Compose a single brief and pass it to /design-analysis. In the brief, mark every hypothesis as a peer-level analytical spec with no inter-hypothesis dependencies — that flags them as parallelizable, and the analyst will issue them as one concurrent batch of /write-nql calls per its Phase 6.

What each hypothesis spec must contain

For every hypothesis, the spec passed to /design-analysis includes:

Purpose — the falsifiable claim from Phase 3, restated.
Source table + grain — from Phase 2.
Filters + time window — what slice of rows this hypothesis examines.
Group-by dimensions — usually the identifier column under test.
Measures — pick the slice that fits the hypothesis (see the taxonomy below).
Expected output shape — e.g. "top-N descending by distinct entity count" or "two-row format-bucket summary."
Validation check — e.g. "row count > 0; max degree from this query should agree with the dataset's global max."
Dependency: none — explicit, so the analyst parallelizes.

What to quantify per hypothesis (pick the slice that fits):

Distinct entities per identifier value — COUNT(DISTINCT entity_id) GROUP BY identifier_value, top-N descending.
Degree distribution — top-N and the long tail (e.g., 99th, 99.9th, max percentiles).
Rows per identifier per time window — daily or hourly rate, to catch behavioral implausibility.
Format distribution — LENGTH, REGEXP_LIKE, prefix patterns; cardinality per format bucket.
Share of total rows affected — confirmed-issue rows / total rows. An issue at 0.01% is a different problem from one at 5%. Express row totals as COUNT(1), not COUNT(*) — NQL rejects COUNT(*).

Hypothesis specs pass through /design-analysis and /write-nql, both of which apply the NQL gotchas catalog (no SELECT * / COUNT(*), same-data-plane joins, no OR in JOINs, runnable queries wrapped in CREATE MATERIALIZED VIEW). Stay aware of those rules when you phrase the measures so the downstream writer doesn't have to renegotiate the spec — the long-form rules live in the shared NQL syntax snippet and in the narrative-knowledge-base MCP server (/guides/nql/troubleshooting/…).

Invocation

/design-analysis --dataset <id> --brief-only
  Test the following pre-graph data-quality hypotheses against
  <table>. Each is independent of the others; run them all in one
  parallel batch and return consolidated results.

  H1: <purpose, source, filters, group-by, measures, output, validation>
  H2: <…>
  …

If --no-parallel was passed to this skill, forward that intent to the analyst ("run hypotheses serially for harness compatibility") and flag in the audit report that the next run should be parallelized.

Wait for /design-analysis to return consolidated results — one row per hypothesis — before moving to Phase 5. Do not interpret partial results.

5. Quantify the damage — mandatory

For each confirmed hypothesis (the query returned evidence above any plausible-noise threshold), compute:

Measure	Definition
Rows affected	rows matching the failure-mode filter
Edges affected	edges (entity_id, identifier_value) matching the filter — usually = rows in a bipartite edge build, but be precise about deduplication
Distinct identifiers affected	how many identifier values trigger the rule
Distinct entities affected	how many entity_ids touch one of those identifier values
Share of total rows / edges / entities	as a percentage; useful for severity ranking
Bridge potential	for hub-style hypotheses, the size of the connected component that would form if these edges were kept

Quantify before recommending.

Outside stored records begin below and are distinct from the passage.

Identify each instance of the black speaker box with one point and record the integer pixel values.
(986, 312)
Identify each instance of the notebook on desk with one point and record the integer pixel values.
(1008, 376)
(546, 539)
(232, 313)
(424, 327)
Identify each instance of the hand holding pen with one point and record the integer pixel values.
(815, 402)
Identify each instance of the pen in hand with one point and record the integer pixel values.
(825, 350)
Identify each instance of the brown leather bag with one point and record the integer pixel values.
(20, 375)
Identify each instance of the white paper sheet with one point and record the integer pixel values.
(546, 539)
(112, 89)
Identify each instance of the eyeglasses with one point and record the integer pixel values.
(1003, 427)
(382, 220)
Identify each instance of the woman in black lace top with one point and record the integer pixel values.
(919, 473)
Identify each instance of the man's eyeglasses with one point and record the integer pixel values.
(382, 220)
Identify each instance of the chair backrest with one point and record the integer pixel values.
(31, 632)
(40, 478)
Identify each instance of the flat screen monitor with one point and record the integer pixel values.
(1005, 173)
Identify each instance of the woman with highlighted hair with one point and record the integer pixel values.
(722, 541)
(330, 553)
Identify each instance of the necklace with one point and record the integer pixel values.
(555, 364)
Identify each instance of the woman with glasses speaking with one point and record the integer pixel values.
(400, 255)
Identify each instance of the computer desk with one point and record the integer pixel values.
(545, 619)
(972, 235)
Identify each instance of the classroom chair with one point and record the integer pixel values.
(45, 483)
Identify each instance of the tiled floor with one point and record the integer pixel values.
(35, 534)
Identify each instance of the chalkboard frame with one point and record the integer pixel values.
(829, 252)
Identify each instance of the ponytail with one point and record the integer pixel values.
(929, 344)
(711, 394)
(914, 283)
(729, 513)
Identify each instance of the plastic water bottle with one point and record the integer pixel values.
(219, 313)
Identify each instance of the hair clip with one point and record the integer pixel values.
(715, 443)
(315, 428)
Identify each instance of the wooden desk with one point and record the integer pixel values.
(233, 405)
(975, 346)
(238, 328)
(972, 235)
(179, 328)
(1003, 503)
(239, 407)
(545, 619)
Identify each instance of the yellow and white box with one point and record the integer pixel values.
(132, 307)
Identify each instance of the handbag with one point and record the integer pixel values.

An unquantified hunch is not a finding.

6. Propose a filter — mandatory, per confirmed issue

For each confirmed issue, propose a filter expression against the source table. Filters must:

Be defensible — the threshold ties to evidence from Phase 5, not intuition or prior datasets. Cite the rows/edges/entities numbers in the rationale.
Be minimal — remove the bad edges and as little else as possible. Maximal filters (drop the whole identifier column, drop every value with degree > 1) are usually wrong.
Be reported with impact — before/after row counts, edges removed (estimate or exact), distinct entities preserved.

Filter expression format: plain-English filter against the source table that a query writer can translate to NQL. Example:

Filter H1: exclude rows where LOWER(email) IN ('[email protected]', '[email protected]', '[email protected]'). Impact: removes 8,421 rows (0.42%); preserves 1,997,580 rows. Removes 1 hub identifier worth 8,421 edges. Rationale: each of the listed values has > 500 distinct entities, none of which co-occur with each other on any other identifier — these are sentinels, not real bridges.

If a hypothesis is disproven (the data does not support it), say so explicitly and do not propose a filter. Disproven hypotheses go in the report so the next audit doesn't re-test them blindly.

7. Draft the audit report — mandatory

Compose the audit findings section of the report. Use the template below; order by severity (rows / edges / entities affected, descending) per the user's explicit ask. The "Recommended clean-view NQL" block is filled in by Phase 8 — leave it as a placeholder for now.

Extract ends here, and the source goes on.